The top Democrat on the House Intelligence Committee said Sunday that the president is working to discredit and “take down” special counsel Bob Mueller, just as Mueller’s probe is beginning.
Deputy attorney general Rod Rosenstein appointed Mueller to oversee the FBI investigation into Russian election interference, including any potential links between the Trump campaign and the Kremlin, in May.
“The president wants to take down Bob Mueller. His lawyer wants to take down Bob Mueller. The question is, why?” California congressman Adam Schiff said on ABC’s This Week. “They want to lay the foundation to discredit whatever Bob Mueller comes up with. They’re essentially engaging in a scorched earth litigation strategy.”
Trump has in recent days expressed frustration with Rosenstein, who has the authority to fire Mueller. He has also repeatedly condemned the ongoing probes that involve his associates as a “witch hunt.”
Speculation surrounding a potential Mueller firing ramped up last week, after a friend of the president’s said that Trump was “weighing” whether to terminate the special counsel.
The White House has said Trump does not intend to do so.
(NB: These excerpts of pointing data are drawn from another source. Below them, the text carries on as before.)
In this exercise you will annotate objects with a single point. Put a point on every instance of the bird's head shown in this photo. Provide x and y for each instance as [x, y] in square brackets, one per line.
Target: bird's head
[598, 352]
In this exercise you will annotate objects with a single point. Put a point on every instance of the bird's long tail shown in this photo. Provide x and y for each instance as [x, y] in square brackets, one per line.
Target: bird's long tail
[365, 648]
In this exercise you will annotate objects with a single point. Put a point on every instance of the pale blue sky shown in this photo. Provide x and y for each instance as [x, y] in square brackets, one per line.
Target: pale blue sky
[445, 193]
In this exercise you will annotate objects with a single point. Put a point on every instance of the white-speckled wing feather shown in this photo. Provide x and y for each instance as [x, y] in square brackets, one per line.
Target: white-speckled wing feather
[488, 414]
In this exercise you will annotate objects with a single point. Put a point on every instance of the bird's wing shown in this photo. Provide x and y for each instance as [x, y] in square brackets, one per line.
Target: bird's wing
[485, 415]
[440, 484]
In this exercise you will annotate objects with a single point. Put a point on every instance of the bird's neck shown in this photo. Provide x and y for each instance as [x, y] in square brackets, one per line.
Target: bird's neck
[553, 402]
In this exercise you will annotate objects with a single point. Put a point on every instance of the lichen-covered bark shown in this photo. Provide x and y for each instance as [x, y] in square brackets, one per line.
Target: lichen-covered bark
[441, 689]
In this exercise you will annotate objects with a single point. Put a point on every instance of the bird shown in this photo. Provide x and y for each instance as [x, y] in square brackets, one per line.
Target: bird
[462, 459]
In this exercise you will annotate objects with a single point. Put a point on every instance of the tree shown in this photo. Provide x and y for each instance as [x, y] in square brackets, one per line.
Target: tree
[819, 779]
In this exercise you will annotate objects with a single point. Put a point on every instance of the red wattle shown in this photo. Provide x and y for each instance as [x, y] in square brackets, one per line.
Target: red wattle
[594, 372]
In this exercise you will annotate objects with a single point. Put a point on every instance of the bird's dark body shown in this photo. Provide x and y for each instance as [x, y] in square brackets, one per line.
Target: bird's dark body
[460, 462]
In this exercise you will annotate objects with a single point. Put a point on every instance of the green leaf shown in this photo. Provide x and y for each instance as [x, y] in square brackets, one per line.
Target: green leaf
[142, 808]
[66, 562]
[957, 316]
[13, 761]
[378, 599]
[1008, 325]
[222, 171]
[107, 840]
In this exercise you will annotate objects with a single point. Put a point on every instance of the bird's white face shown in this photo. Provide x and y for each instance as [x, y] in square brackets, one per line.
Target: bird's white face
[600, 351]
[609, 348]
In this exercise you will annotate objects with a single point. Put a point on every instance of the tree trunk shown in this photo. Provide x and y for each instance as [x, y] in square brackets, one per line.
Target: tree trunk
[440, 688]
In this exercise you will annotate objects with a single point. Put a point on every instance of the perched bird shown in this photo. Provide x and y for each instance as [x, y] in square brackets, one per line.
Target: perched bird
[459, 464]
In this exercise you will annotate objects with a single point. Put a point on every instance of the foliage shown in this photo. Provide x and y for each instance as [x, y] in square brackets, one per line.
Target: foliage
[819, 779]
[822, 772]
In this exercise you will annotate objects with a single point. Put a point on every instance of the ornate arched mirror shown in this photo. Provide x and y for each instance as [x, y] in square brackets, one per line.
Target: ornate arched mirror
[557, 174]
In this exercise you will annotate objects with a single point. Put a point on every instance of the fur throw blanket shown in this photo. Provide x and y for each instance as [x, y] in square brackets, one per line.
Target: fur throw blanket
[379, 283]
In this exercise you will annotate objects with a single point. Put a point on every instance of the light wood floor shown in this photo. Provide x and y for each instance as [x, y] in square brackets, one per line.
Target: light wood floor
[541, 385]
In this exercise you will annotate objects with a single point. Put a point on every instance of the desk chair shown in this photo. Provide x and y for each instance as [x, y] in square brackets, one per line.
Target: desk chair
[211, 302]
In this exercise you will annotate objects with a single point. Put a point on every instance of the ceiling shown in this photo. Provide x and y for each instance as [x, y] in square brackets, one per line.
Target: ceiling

Rosenstein told lawmakers last week that he did not see good cause to fire Mueller, and would not follow orders unless they were “lawful and appropriate.”
Trump ally Newt Gingrich said Sunday that he began to grow skeptical of Mueller after fired FBI director James Comey testified that he had leaked details about his conversations with the president in order to prompt the appointment of a special counsel.
“The special counsel happens to be a close friend of Comey, which is weird,” Gingrich said on This Week.
Schiff also said Sunday that he believes there is some evidence of collusion between the Trump team and the Kremlin. Committee chairman Devin Nunes, who stepped aside from the panel’s Russia investigation in April, has said he has seen “no credible evidence” of collusion.
“I think there is evidence. I can’t go into the particulars of our closed investigation,” Schiff said. “I’m not prepared to say that there is proof you could take to a jury, but I can say there’s enough that we ought to be investigating.”
Schiff added that he believes there is evidence of obstruction of justice related to the president’s firing of FBI director James Comey.
Gingrich said that the dismissal did not impede the FBI probe, and that Trump fired Comey because his public behavior was “destructive.”
“Comey would not say in public what he was saying to Trump in private, which is you’re not being investigated,” he said.